In rational terms, it’s hard to see how. Besides being located on the opposite side of the planet, Iran’s total military budget, estimated at $4.5 billion, is roughly equal to mighty Finland’s. During the ‘90s, it fought Saddam Hussein’s army to a bloody standoff. Iran scarcely has an air force. Its navy can’t project force outside the Persian Gulf, where U.S. aircraft carrier groups patrol constantly. The Iranians haven’t attacked anybody since the 18th century. There’s no sign they’re planning to.
Here’s how the voiceover narrator of the latest McCain TV ad frames it:
“Iran. Radical Islamic government. Known sponsors of terrorism. Developing nuclear capabilities to ‘generate power’ but threatening to eliminate Israel.

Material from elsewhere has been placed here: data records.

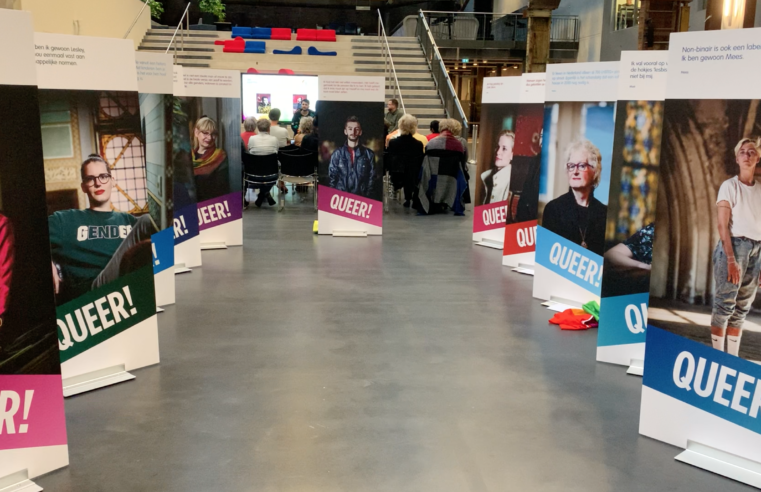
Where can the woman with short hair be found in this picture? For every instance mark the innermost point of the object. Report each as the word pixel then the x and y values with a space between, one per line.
pixel 737 257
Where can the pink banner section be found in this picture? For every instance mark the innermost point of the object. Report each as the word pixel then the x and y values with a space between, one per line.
pixel 490 217
pixel 31 411
pixel 350 206
pixel 220 210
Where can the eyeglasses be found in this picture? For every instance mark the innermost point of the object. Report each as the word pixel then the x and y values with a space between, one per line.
pixel 102 179
pixel 581 166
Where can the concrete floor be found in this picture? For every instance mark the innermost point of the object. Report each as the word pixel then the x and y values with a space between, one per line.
pixel 412 362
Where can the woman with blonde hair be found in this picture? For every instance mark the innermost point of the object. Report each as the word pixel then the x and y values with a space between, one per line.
pixel 210 164
pixel 577 215
pixel 737 257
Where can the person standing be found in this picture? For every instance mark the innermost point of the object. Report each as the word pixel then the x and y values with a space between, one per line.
pixel 302 113
pixel 393 115
pixel 737 257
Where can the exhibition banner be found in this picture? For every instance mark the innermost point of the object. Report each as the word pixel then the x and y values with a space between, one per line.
pixel 499 116
pixel 574 178
pixel 520 228
pixel 32 419
pixel 631 207
pixel 703 328
pixel 101 218
pixel 154 82
pixel 350 169
pixel 211 102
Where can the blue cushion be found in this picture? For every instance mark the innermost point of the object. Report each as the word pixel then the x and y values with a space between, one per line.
pixel 296 50
pixel 261 33
pixel 244 32
pixel 254 47
pixel 314 51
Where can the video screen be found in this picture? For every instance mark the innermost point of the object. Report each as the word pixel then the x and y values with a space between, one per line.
pixel 261 93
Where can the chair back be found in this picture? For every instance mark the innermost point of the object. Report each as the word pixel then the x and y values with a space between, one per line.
pixel 297 163
pixel 259 166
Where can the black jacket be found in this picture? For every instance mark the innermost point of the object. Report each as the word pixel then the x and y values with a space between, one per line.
pixel 562 217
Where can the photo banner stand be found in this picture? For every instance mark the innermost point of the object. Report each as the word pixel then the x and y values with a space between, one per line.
pixel 726 440
pixel 107 65
pixel 349 88
pixel 215 231
pixel 154 76
pixel 488 230
pixel 620 341
pixel 520 238
pixel 187 254
pixel 590 82
pixel 19 464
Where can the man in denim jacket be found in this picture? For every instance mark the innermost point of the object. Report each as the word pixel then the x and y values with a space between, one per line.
pixel 352 166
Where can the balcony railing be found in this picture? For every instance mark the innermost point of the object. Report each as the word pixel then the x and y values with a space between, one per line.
pixel 490 26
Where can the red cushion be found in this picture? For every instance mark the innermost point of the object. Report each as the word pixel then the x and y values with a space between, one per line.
pixel 306 34
pixel 281 33
pixel 326 35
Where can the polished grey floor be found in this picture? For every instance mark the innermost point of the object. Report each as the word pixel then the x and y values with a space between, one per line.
pixel 412 362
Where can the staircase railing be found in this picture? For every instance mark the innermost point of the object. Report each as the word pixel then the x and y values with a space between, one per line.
pixel 388 61
pixel 185 19
pixel 440 75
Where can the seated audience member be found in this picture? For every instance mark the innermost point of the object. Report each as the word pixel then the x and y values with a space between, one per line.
pixel 407 152
pixel 249 130
pixel 434 130
pixel 277 131
pixel 263 144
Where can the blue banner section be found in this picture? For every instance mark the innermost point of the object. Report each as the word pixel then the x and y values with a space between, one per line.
pixel 185 223
pixel 569 260
pixel 718 383
pixel 623 320
pixel 162 244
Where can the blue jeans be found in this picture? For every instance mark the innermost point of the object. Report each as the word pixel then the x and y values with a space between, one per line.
pixel 732 302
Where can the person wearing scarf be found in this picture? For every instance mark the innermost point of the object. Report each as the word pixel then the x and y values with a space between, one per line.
pixel 210 164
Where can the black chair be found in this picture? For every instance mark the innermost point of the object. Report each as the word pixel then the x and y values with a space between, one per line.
pixel 298 166
pixel 259 171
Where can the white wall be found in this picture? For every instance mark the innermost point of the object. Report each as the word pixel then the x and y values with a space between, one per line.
pixel 102 18
pixel 590 14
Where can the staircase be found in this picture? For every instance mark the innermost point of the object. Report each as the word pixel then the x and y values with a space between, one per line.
pixel 356 55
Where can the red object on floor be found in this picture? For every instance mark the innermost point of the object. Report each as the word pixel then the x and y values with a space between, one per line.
pixel 574 319
pixel 281 33
pixel 306 35
pixel 326 35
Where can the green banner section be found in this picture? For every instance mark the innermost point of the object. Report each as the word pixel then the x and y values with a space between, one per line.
pixel 105 312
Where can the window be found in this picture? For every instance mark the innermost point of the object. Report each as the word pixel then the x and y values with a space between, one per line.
pixel 625 14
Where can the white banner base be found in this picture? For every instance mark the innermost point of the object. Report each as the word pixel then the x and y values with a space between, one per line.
pixel 164 282
pixel 18 482
pixel 492 243
pixel 229 234
pixel 519 259
pixel 188 253
pixel 622 355
pixel 135 347
pixel 95 379
pixel 205 246
pixel 721 463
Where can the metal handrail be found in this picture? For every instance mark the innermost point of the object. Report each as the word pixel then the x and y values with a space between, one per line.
pixel 397 88
pixel 437 57
pixel 145 4
pixel 185 18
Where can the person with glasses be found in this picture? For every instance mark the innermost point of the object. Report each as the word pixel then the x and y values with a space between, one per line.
pixel 737 257
pixel 88 246
pixel 577 215
pixel 210 164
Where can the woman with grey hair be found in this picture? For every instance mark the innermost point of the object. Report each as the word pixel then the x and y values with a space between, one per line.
pixel 577 215
pixel 737 257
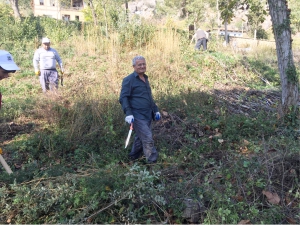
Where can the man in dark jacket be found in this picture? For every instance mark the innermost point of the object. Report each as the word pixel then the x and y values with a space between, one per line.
pixel 7 65
pixel 139 107
pixel 201 39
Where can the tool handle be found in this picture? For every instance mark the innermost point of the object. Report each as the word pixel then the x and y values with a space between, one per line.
pixel 4 164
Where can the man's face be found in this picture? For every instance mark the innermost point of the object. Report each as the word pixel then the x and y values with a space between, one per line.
pixel 140 66
pixel 46 46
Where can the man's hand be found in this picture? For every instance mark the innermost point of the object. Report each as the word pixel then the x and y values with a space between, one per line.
pixel 129 119
pixel 157 116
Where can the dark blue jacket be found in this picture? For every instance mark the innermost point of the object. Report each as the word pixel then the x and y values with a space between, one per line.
pixel 136 97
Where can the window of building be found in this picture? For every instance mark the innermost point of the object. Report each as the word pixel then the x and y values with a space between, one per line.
pixel 66 17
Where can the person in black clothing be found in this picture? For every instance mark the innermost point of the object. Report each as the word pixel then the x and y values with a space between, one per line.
pixel 7 65
pixel 139 107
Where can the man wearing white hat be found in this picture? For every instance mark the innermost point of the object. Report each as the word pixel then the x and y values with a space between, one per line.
pixel 7 65
pixel 44 63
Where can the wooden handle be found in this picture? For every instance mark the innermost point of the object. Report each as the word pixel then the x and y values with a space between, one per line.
pixel 4 164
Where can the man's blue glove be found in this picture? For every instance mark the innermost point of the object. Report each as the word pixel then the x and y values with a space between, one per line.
pixel 157 116
pixel 129 119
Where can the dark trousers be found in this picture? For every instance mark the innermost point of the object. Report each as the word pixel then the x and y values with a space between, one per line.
pixel 143 141
pixel 49 80
pixel 202 42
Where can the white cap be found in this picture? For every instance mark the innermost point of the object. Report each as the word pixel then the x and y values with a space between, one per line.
pixel 45 40
pixel 7 61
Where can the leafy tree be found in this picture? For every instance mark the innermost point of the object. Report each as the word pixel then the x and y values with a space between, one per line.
pixel 15 7
pixel 280 15
pixel 295 14
pixel 256 14
pixel 226 8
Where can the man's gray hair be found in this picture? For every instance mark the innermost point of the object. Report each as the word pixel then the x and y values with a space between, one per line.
pixel 138 57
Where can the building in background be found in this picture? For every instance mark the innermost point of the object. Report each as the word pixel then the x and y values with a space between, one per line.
pixel 71 11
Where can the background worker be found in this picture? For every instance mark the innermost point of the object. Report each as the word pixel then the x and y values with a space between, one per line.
pixel 139 107
pixel 44 63
pixel 201 38
pixel 7 65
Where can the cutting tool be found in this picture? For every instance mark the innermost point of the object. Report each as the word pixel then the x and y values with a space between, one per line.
pixel 129 134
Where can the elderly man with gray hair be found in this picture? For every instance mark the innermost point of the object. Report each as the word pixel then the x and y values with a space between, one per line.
pixel 44 63
pixel 139 107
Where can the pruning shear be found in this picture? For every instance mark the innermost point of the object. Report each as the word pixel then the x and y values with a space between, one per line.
pixel 129 134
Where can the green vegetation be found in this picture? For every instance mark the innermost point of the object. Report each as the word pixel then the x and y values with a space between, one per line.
pixel 220 141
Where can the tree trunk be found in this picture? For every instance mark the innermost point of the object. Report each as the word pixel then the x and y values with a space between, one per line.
pixel 93 12
pixel 280 15
pixel 14 5
pixel 226 33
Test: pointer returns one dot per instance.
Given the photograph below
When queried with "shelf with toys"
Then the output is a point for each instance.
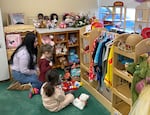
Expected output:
(127, 49)
(142, 18)
(65, 42)
(86, 47)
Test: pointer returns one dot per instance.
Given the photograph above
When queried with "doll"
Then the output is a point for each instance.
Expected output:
(54, 19)
(67, 18)
(40, 16)
(67, 75)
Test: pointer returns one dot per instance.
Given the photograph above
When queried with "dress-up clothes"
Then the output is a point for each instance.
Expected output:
(43, 67)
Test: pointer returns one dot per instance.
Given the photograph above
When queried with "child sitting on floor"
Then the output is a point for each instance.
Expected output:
(53, 97)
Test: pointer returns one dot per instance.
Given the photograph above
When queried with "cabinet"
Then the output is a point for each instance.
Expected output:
(16, 29)
(86, 45)
(66, 41)
(121, 98)
(113, 16)
(142, 17)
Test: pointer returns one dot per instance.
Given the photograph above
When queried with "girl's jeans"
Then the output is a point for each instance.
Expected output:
(24, 78)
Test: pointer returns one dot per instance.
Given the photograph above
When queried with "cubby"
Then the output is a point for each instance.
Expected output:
(121, 97)
(67, 39)
(113, 16)
(86, 48)
(142, 16)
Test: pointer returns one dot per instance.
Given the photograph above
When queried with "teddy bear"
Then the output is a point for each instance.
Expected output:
(81, 101)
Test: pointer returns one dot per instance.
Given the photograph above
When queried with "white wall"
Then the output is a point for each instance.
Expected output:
(127, 3)
(32, 7)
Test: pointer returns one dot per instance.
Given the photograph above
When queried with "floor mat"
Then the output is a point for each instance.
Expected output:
(18, 103)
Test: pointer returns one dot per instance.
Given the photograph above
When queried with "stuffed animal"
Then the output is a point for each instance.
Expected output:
(141, 75)
(81, 102)
(73, 57)
(75, 71)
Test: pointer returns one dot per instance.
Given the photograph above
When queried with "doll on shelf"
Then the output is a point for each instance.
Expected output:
(54, 19)
(67, 75)
(68, 19)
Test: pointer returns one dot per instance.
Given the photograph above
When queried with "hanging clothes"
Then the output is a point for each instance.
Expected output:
(109, 74)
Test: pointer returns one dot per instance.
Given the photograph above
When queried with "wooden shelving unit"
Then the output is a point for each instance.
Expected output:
(85, 59)
(113, 16)
(121, 98)
(61, 37)
(142, 16)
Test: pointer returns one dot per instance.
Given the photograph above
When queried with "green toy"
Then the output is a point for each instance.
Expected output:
(141, 73)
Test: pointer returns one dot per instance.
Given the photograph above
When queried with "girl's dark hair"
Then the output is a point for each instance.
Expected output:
(52, 16)
(46, 48)
(40, 15)
(52, 78)
(28, 42)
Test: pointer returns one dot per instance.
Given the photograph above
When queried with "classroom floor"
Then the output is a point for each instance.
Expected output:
(18, 103)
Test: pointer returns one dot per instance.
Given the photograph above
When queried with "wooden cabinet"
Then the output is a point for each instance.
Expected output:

“Obama says Iran is a ‘tiny’ country, ‘doesn’t pose a serious threat.’ Terrorism, destroying Israel, those aren’t ‘serious threats’?
“Obama — dangerously unprepared to be president.”
Courtesy of Steve Benen’s Washington Monthly blog, here’s what Obama actually said:
“Strong countries and strong Presidents talk to their adversaries. That’s what Kennedy did with Khrushchev. That’s what Reagan did with Gorbachev. That’s what Nixon did with Mao. I mean, think about it: Iran, Cuba, Venezuela — these are countries tiny compared with the Soviet Union. They don’t pose a serious threat to us the way the Soviet Union posed a threat to us. And yet we were willing to talk to the Soviet Union at a time when they were saying, ‘We’re going to wipe you off the planet.’ And ultimately, that direct engagement led to a series of measures that helped prevent nuclear war and over time allowed the kind of opening that brought down the Berlin Wall.”
Let’s ignore the flagrant dishonesty of the McCain ad. Read it aloud. What does it sound like?
It’s basically a promo for “Air Force One: Part II,” featuring kebab-eating Persians instead of Kazakhs. Never mind that Iranians hate and fear al Qaeda as much as Americans do. That’s too complicated for audiences waddling into Wal-Mart for the DVD.
Ever since 9/11, the script has called for equal measures of boasting and hysteria. We’re No. 1! (And we’re scared of our own shadow.)
Poor little nuclear-armed Israel, perennially agitated by its own Chicken Little faction, plays the damsel in distress. Is it possible that a nation like Iran, constantly threatened by U.S. and Israeli bombing attacks, might seek a deterrent?
Perish the thought. Perish thinking. The given of the action/adventure genre is that evil has no point of view. It exists as a purely one-dimensional phenomenon. Only melodramatic, purifying violence can vanquish it.
Until the next cartoon villain comes along.